Coastwide was in a better position than its competition when Executive Order 13148 — Greening the Government through Leadership in Environmental Management — appeared. This order set strict requirements for all federal agencies to “reduce [their] use of selected toxic chemicals, hazardous substances, and pollutants… at [their] facilities by 50% by December 31, 2006.”

By 2006 most of the major institutional cleaning products companies across the country had “green” product offerings of some sort. But Coastwide was already well along the learning curve and ahead of them. Building service contractor and property manager customers told Coastwide they were awarded new business because of the “green” package they offered. Some buyers used the Sustainable Earth line as part of their marketing program to differentiate and enhance the value of their services. The city of San Francisco specified Coastwide’s line even though the company did not have sales representatives in that market (sales in the area were through distributors). Inquiries from the U.S. Midwest, South, and East Coast increased in 2006, and Roger McFadden and the firm’s corporate director of sustainability were frequently invited to talk in various U.S. and Canadian cities outside their market area.

Financial Results

Here was a situation where not only was the environmentally preferred product superior at a comparable price for the buyer, but also the financial returns were impressive for both Coastwide and the customer. The products performed as well or better than the category leaders (from equal to 63% more effective in soil removal using ASTM tests conducted by an independent testing laboratory). Coastwide’s market share grew to about 16% of the regional market, making Coastwide the largest firm in the geographic area. New customers rose 35% in 2005 largely attributable to the Sustainable Earth product lines. In the International Sanitary Supply Association 2005 Distributors’ Profitability Report (based on 2004 data) Coastwide ranked in the top quartile of the 143 responding companies for:

  • Profit margin
  • Return on assets (pretax)
  • Return on equity (pretax)
  • Operating profit
  • Sales per employee

Net operating income averaged double to triple the industry norm. Sales in 2005 rose 8% largely, due to segments where most of the Sustainable Earth products were sold (education, property management, health care and cleaning contractors), while operating profits increased by an even larger percentage.

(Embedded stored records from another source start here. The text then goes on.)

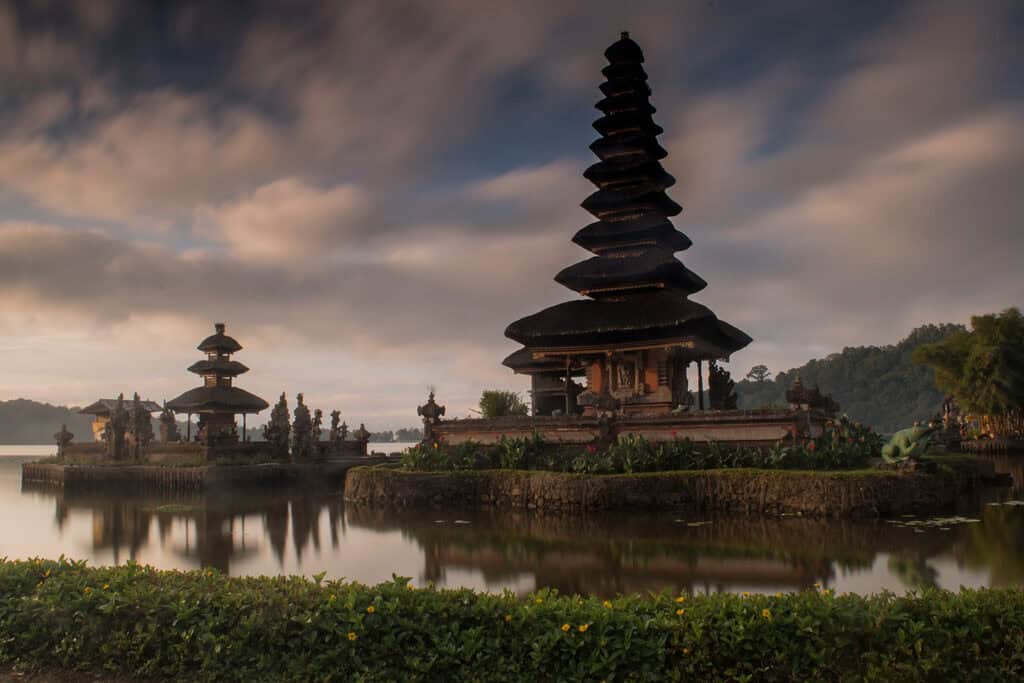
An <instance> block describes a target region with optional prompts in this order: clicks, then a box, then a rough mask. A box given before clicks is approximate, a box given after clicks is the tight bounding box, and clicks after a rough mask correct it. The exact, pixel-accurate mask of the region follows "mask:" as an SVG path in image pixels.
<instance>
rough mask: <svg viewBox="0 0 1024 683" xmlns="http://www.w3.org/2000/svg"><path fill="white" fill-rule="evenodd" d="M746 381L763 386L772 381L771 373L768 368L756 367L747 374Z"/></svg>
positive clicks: (752, 369)
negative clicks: (746, 380) (769, 371)
mask: <svg viewBox="0 0 1024 683" xmlns="http://www.w3.org/2000/svg"><path fill="white" fill-rule="evenodd" d="M746 379H749V380H752V381H754V382H757V383H758V384H761V383H762V382H767V381H768V380H769V379H771V373H770V372H768V366H754V367H753V368H751V372H749V373H746Z"/></svg>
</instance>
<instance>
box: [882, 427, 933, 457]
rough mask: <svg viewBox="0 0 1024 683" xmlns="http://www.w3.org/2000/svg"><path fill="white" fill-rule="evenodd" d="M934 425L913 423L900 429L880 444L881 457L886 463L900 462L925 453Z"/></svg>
mask: <svg viewBox="0 0 1024 683" xmlns="http://www.w3.org/2000/svg"><path fill="white" fill-rule="evenodd" d="M936 431H937V428H936V427H922V426H921V425H914V426H913V427H908V428H906V429H901V430H899V431H898V432H896V433H895V434H893V437H892V438H891V439H889V442H888V443H886V444H885V445H884V446H882V458H883V459H884V460H885V461H886V462H887V463H901V462H904V461H906V460H908V459H918V458H920V457H921V456H923V455H925V453H926V452H927V451H928V446H929V445H930V444H931V441H932V436H933V435H934V434H935V432H936Z"/></svg>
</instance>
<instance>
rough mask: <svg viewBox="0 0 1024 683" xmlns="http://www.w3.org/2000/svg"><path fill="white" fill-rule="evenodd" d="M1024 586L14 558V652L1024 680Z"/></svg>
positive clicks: (197, 673) (167, 662) (573, 674)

Most commercial cleaners offered little real product differentiation and were viewed as commodities in the eyes of the customer. The Sustainable Earth line stood apart. The demonstrable advantages of Sustainable Earth permitted the company to realize a gross margin of more than 40% higher than on its conventional cleaners. Customer retention and longer contract commitments contributed financial advantage as well.

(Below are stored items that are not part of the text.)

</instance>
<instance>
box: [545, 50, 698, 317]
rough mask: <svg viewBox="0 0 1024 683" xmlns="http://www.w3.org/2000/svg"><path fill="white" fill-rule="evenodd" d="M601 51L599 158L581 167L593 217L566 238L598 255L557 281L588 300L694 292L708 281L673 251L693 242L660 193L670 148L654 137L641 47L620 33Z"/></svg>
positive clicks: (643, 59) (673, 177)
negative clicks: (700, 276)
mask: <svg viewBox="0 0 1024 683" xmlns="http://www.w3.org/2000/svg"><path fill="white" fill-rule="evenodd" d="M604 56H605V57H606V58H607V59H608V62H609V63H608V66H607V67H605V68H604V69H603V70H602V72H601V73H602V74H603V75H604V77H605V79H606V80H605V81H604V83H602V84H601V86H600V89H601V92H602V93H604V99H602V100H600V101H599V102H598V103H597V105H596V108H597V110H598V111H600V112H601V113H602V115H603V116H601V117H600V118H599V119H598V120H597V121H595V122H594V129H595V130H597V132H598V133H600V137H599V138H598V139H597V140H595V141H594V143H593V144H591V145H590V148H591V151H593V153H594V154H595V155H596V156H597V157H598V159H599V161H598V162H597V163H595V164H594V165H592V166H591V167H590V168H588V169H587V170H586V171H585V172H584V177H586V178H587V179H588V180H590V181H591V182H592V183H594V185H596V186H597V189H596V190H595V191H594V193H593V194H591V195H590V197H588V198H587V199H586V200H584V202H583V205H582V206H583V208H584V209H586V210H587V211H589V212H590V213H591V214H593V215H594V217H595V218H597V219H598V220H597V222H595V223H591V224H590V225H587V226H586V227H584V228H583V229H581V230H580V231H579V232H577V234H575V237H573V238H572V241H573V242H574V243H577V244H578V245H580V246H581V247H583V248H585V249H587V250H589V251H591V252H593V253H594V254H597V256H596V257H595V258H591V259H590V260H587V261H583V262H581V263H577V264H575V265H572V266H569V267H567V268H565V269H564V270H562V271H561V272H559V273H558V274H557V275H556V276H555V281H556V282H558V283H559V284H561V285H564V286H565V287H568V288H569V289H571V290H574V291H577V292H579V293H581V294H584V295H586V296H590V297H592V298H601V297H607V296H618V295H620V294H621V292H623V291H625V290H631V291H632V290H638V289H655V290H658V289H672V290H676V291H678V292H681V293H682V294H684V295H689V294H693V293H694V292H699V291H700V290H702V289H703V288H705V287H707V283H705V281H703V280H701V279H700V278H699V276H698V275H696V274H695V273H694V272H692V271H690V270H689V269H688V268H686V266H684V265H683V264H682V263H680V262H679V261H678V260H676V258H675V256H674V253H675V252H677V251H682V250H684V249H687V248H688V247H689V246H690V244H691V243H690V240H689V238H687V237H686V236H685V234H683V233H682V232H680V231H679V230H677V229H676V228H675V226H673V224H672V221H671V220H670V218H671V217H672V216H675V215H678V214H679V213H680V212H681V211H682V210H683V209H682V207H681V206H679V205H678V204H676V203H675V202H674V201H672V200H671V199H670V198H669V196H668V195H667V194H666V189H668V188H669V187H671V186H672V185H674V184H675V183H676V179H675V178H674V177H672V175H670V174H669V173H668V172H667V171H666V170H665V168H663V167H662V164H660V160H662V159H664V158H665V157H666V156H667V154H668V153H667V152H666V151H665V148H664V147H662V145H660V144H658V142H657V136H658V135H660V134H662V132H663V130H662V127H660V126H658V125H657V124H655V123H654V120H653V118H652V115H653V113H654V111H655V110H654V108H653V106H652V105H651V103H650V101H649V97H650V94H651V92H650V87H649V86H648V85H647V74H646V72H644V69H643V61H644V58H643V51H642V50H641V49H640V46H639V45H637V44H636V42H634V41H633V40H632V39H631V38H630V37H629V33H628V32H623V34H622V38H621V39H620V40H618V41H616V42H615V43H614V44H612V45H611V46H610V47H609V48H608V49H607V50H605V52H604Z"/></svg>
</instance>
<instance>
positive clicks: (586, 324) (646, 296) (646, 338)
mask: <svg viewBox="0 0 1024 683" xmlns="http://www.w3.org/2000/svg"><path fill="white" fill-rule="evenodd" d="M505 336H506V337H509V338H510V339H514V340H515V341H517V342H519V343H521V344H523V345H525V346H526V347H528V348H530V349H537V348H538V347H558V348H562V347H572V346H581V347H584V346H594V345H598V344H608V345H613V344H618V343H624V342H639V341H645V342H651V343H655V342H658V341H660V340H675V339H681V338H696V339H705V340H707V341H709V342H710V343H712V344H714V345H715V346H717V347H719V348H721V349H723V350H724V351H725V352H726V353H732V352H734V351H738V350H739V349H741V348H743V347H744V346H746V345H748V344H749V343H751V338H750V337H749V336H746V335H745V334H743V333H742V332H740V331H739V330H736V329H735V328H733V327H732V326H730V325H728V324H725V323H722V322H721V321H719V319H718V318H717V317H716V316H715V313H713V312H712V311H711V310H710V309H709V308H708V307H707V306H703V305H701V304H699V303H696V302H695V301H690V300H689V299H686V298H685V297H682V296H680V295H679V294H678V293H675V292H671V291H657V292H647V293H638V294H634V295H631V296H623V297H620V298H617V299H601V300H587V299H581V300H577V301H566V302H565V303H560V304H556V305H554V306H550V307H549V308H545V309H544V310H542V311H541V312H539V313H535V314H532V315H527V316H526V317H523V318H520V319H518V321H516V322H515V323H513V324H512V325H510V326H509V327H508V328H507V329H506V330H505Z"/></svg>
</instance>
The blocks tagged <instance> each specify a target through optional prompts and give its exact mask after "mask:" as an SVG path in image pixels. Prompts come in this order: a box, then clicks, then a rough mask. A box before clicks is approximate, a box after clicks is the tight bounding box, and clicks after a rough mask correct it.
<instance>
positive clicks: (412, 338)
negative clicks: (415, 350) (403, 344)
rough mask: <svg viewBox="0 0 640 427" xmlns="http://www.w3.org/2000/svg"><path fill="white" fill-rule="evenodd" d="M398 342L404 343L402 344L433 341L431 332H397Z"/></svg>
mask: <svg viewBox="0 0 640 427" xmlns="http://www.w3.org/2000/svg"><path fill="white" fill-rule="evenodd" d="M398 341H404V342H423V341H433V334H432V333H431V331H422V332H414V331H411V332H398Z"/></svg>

Precise data were not yet available in 2006, but it was assumed lower risk through use of benign products would ultimately translate into lower insurance premiums, lower handling costs, fewer sick days, less expense for protective equipment, lower regulatory burdens and expenses, elimination of hazardous material handling training, and lower waste disposal costs. TriMet and a few school districts had already reported a reduction in the number of sick days ascribed to chemical-related injuries or sickness.